Monday, January 24, 2011
Friday, January 21, 2011
Monday, January 17, 2011
Sunday there was an amazing case of the New York Times not even reading their own newspaper and drawing the obvious conclusions about education. Kristof was writing his usual nonsense of how the Chinese education system is better than ours and why. (They score higher than the US does on tests and we should all worry, is now the mantra of New York Times apparently.)
But, in a different section there was an article about Amy Chua, the so-called “tiger mother” who wrote a book about how Chinese parents get their kids to do well at tests. As she is an American, a Yale graduate, and she mothers like her parents did, which means she forced her kids to do well in school. Americans are officially horrified by this book, while at the same time extolling the Chinese for doing so well on tests. Do we want nice parenting or parents who are into test prep? The Times is on both sides of this one.

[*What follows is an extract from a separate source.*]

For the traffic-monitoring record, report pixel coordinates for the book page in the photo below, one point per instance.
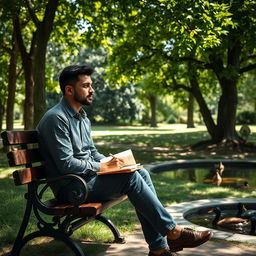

In yet another section of Sunday's Times there is an Op-Ed piece on how Mark Twain’s Huck Finn, which uses a very bad word (one which wasn’t so bad in 1880) should now be taught in college as opposed to teaching it in high school and deleting the bad word. The idea that it should be taught at all is never discussed. Why shouldn’t it be taught at all? Because of the bad word? No, because novels shouldn’t be taught. What is the reason for teaching novels? Are we trying to create a culture of literary critics? I love Mark Twain but hated him in high school. I hated any book I was forced to read. Why do we force kids to read books that don’t interest them?
Maybe it is because they will be on the tests? How about if only Chinese students were to read them since they like tests so much?